To make this concrete, here is a tiny factory that bakes these choices into names. Drop it in a util package and stop guessing each time.
public final class Collections2 {
private Collections2() {}
public static <E> List<E> fastList() {
return new ArrayList<E>();
}
public static <E> Deque<E> deque() {
return new LinkedList<E>();
}
public static <K,V> Map<K,V> fastMap() {
return new HashMap<K,V>();
}
public static <K,V> Map<K,V> insertionOrderMap() {
return new LinkedHashMap<K,V>();
}
public static <K,V> Map<K,V> sortedMap(Comparator<K> cmp) {
return new TreeMap<K,V>(cmp);
}
public static <K,V> ConcurrentMap<K,V> concurrentMap() {
return new ConcurrentHashMap<K,V>();
}
public static <K,V> Map<K,V> lruCache(final int maxEntries) {
return Collections.synchronizedMap(
new LinkedHashMap<K,V>(16, 0.75f, true) {
protected boolean removeEldestEntry(Map.Entry<K,V> eldest) {
return size() > maxEntries;
}
}
);
}
}On Monday, try this:
- Scan your code for LinkedList.
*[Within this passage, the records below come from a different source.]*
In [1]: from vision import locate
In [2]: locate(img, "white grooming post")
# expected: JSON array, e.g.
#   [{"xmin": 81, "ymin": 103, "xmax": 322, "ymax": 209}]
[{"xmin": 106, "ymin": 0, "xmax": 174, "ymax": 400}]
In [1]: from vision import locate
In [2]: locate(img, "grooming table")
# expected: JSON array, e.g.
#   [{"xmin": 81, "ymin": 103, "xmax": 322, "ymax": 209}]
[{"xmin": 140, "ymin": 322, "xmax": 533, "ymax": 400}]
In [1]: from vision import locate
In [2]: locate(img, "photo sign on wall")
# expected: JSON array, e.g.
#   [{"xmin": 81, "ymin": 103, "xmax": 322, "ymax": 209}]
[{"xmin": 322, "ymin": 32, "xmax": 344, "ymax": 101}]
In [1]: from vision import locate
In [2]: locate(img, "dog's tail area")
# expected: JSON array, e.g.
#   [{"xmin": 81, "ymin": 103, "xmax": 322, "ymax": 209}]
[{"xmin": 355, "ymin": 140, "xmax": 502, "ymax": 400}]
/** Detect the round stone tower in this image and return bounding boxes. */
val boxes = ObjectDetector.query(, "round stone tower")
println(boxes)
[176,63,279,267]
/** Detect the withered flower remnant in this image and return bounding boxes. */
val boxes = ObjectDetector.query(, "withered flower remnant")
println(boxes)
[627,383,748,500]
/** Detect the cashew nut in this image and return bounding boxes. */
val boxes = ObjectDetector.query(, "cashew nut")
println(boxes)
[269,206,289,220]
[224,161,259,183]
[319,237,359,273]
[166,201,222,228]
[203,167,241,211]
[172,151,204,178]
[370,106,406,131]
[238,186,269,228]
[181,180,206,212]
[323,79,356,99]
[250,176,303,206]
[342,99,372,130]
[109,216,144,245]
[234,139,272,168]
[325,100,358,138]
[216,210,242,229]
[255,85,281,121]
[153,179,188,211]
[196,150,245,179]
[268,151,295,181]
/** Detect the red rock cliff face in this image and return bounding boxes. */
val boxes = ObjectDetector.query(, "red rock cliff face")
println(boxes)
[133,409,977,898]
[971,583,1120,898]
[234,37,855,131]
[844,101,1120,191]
If you use it as a random access list, switch to ArrayList.
- Find any shared HashMap across threads. Replace with ConcurrentHashMap or guard it properly.
- If you manually maintain order while using HashMap, check if LinkedHashMap or TreeMap would simplify the code.
- Add initial capacities when you know sizes. That avoids growth copies in ArrayList and rehash in HashMap.
The Java Collections Framework gives you the right tools. The hard part is picking with intent. Start with a clear question. What am I storing. How do I read it. Do I care about order. Who touches it at the same time. Match that to a list or a map with the right shape. Your code gets simpler, the heap stays calmer, and your graphs will thank you.
Timeless lesson: default to ArrayList and HashMap, reach for LinkedHashMap when you want order, choose TreeMap when you need sorted keys, and bring in ConcurrentHashMap when threads enter the room.